Last week, the Burmese military, also called the Tatmadaw, excelled itself in savagery. It launched a very nasty attack at a place called Pa Zi Gyi. Awful photographs exist of the dozens of people – most of them civilian – who were killed, and of the weaponry used by the army to kill them.  

The war has been characterised by attacks on schools, village meeting halls and markets. This is the pattern of a vicious war.  

But first, some explanation is necessary. 
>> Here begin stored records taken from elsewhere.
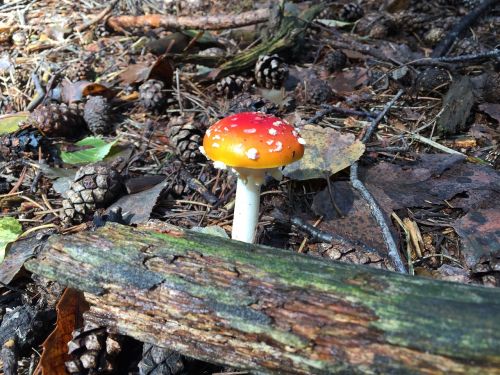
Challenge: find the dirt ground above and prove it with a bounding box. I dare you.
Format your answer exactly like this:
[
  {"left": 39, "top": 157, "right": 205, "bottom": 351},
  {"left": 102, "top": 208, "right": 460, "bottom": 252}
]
[{"left": 0, "top": 0, "right": 500, "bottom": 375}]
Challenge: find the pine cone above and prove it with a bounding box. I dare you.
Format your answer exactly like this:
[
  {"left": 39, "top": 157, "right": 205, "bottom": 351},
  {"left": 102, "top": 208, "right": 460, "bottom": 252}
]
[
  {"left": 216, "top": 75, "right": 245, "bottom": 99},
  {"left": 0, "top": 93, "right": 16, "bottom": 115},
  {"left": 296, "top": 78, "right": 334, "bottom": 105},
  {"left": 167, "top": 117, "right": 202, "bottom": 162},
  {"left": 27, "top": 103, "right": 85, "bottom": 137},
  {"left": 62, "top": 161, "right": 122, "bottom": 224},
  {"left": 482, "top": 73, "right": 500, "bottom": 103},
  {"left": 94, "top": 22, "right": 111, "bottom": 38},
  {"left": 255, "top": 55, "right": 288, "bottom": 89},
  {"left": 66, "top": 60, "right": 94, "bottom": 82},
  {"left": 65, "top": 323, "right": 122, "bottom": 375},
  {"left": 228, "top": 92, "right": 296, "bottom": 116},
  {"left": 138, "top": 344, "right": 184, "bottom": 375},
  {"left": 416, "top": 67, "right": 451, "bottom": 93},
  {"left": 0, "top": 129, "right": 57, "bottom": 160},
  {"left": 83, "top": 96, "right": 113, "bottom": 134},
  {"left": 424, "top": 27, "right": 445, "bottom": 46},
  {"left": 325, "top": 50, "right": 347, "bottom": 73},
  {"left": 339, "top": 3, "right": 365, "bottom": 22},
  {"left": 139, "top": 79, "right": 167, "bottom": 110}
]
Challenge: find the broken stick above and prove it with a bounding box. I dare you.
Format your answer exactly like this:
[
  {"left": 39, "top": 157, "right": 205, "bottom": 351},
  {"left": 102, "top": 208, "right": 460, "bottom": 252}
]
[
  {"left": 107, "top": 8, "right": 271, "bottom": 32},
  {"left": 26, "top": 223, "right": 500, "bottom": 374}
]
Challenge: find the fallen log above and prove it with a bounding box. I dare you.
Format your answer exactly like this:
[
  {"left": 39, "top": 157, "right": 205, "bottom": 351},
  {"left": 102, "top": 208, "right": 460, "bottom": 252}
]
[{"left": 26, "top": 224, "right": 500, "bottom": 374}]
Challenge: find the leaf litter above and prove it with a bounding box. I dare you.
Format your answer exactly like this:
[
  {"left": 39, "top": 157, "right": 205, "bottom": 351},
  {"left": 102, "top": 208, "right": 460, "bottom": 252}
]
[{"left": 0, "top": 1, "right": 500, "bottom": 373}]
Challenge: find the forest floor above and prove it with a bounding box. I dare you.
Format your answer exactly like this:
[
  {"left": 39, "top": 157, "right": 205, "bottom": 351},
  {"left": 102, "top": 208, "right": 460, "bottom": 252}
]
[{"left": 0, "top": 0, "right": 500, "bottom": 375}]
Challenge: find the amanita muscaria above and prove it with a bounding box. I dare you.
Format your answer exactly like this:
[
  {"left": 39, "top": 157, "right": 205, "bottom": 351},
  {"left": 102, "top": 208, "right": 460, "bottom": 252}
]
[{"left": 201, "top": 112, "right": 305, "bottom": 243}]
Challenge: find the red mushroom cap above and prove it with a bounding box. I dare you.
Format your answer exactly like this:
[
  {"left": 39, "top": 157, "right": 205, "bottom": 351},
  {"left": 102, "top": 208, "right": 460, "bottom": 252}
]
[{"left": 203, "top": 112, "right": 305, "bottom": 169}]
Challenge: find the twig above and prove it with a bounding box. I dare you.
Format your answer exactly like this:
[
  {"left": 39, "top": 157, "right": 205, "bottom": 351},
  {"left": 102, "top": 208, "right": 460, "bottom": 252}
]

Violence like this is the culmination of a war which began when the Burmese army perpetrated a coup against a joint civilian-military government in 2021. The civilian leaders of the previous government are all in jail. They’re not expected ever to be released. The former governing party, the National League for Democracy (NLD), has been banned, and its candidates prohibited from running in any subsequent (and no doubt rigged) elections.  

The NLD is now an underground organisation, its militias fighting alongside a diverse array of ethnic groups and political parties in an umbrella organisation called the People’s Defence Force (PDF). 

Together, this motley coalition of former enemies and allies fend off ferocious military attacks while attempting to legitimise their joint National Unity Government (NUG). 

The NLD used to be full of standard-bearers for democracy in Burma. Its leader, Aung San Suu Kyi, was a Nobel laureate and a much-sentimentalised figure.   

When the country appeared to be opening up last decade, Suu Kyi went into government with the hated military which had imprisoned her for years. Very quickly, she found power to her tastes and the army’s other activities to be acceptable to her.  

Those activities included genocide: unequivocal attempts to destroy the demographics of more than one of Burma’s many ethnic groups.   

The army had been doing this, to one internal enemy after another, since the 1970s. But during Suu Kyi’s term as ‘state counsellor’, the victim of choice was the Rohingya people. Already confined to villages which were like concentration camps, the Rohingya faced even worse treatment when in 2017, they were expelled from the country in their hundreds of thousands.   

Their villages were stormed and razed to the ground. Their homes were burnt. The women were raped in astonishing numbers; the children killed ferociously, as a warning to others; and 700,000 Rohingya were forced at gunpoint to flee to Bangladesh, where they still languish.  

Suu Kyi defended the army vocally, and said that all the above was fake news, or justified.  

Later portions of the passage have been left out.